There are some examples I can think of where nuclear waste is being stored underground:
By people: underground nuclear bomb tests
Naturally: there are some spots where nuclear fission reactions have happened on their own, leaving the waste where the fissile uranium used to be
These aren't going to be the same contents as what power plant waste looks like, of course, but they certainly provide some evidence on how safe/not safe it is
I'm much less worried about the risks from nuclear power than I am about global warming. But while the costs of renewables continue to fall we now seem completely incapable to building new nuclear power for a reasonable price.
While the article mentions "electricity in France was almost 40 percent cheaper than in Germany as of the first half of 2020" this is from the existing fleet power stations almost all of which were mostly built 30-40 years ago. Even France seems incapable of building new nuclear power stations at a reasonable cost:
"EDF estimated the cost at €3.3 billion and stated it would start commercial operations in 2012, after construction lasting 54 months. The latest cost estimate (July 2020) is at €19.1 billion, with commissioning planned tentatively at the end of 2022." https://en.wikipedia.org/wiki/Flamanville_Nuclear_Power_Plan...
And for countries which have large investments in renewable energy, nuclear seems a poor match for balancing variable output since its costs are almost all capital expenditure so it never makes sense to run at less than full capacity.
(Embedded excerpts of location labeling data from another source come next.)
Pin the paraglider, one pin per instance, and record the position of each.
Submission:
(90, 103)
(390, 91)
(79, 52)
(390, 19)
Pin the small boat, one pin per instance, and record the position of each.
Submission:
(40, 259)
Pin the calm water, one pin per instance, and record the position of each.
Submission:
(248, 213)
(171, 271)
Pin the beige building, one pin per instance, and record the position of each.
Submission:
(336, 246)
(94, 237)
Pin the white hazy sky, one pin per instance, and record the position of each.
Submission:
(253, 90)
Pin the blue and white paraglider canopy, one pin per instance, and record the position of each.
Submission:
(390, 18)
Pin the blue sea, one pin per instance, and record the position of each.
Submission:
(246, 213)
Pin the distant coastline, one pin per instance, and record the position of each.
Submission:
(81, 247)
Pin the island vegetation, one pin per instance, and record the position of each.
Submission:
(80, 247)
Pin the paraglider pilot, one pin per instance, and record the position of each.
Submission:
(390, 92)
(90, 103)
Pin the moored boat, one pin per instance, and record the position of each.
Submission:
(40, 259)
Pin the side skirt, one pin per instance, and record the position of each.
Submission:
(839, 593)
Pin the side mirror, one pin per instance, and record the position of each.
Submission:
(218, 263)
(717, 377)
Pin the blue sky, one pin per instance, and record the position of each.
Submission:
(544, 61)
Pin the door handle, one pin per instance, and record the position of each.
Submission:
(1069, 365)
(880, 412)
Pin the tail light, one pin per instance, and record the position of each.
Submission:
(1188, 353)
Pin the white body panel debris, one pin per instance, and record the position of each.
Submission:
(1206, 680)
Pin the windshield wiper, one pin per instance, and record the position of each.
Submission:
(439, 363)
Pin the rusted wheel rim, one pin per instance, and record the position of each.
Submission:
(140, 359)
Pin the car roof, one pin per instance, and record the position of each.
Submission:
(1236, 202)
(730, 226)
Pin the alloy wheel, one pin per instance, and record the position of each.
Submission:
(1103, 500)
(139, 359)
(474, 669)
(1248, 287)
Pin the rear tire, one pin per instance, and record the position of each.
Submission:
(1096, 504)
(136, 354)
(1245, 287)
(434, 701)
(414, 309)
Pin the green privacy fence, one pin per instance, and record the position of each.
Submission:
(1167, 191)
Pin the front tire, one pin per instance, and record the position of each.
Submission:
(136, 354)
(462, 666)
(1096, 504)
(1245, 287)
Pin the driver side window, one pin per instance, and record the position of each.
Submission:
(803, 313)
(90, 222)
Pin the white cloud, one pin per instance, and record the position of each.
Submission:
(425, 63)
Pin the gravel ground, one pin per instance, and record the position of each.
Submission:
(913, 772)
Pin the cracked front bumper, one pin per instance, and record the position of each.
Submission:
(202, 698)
The first person the article quotes at length is "Mark Nelson, who earned his Master of Philosophy degree at Cambridge University’s Nuclear Energy program." Why not lead with one of the 'more and more environmentalists'??
He's followed by Stewart Brand, who wasn't left with much cred decades ago when he made those statements. I guess those were their best choices???
What can't be denied is that there isn't time or willing money to go heavily nuclear at this point ... too late. Maybe they're hoping that they can keep enough from caring for so long that there'll be no options left - only billions of desperates.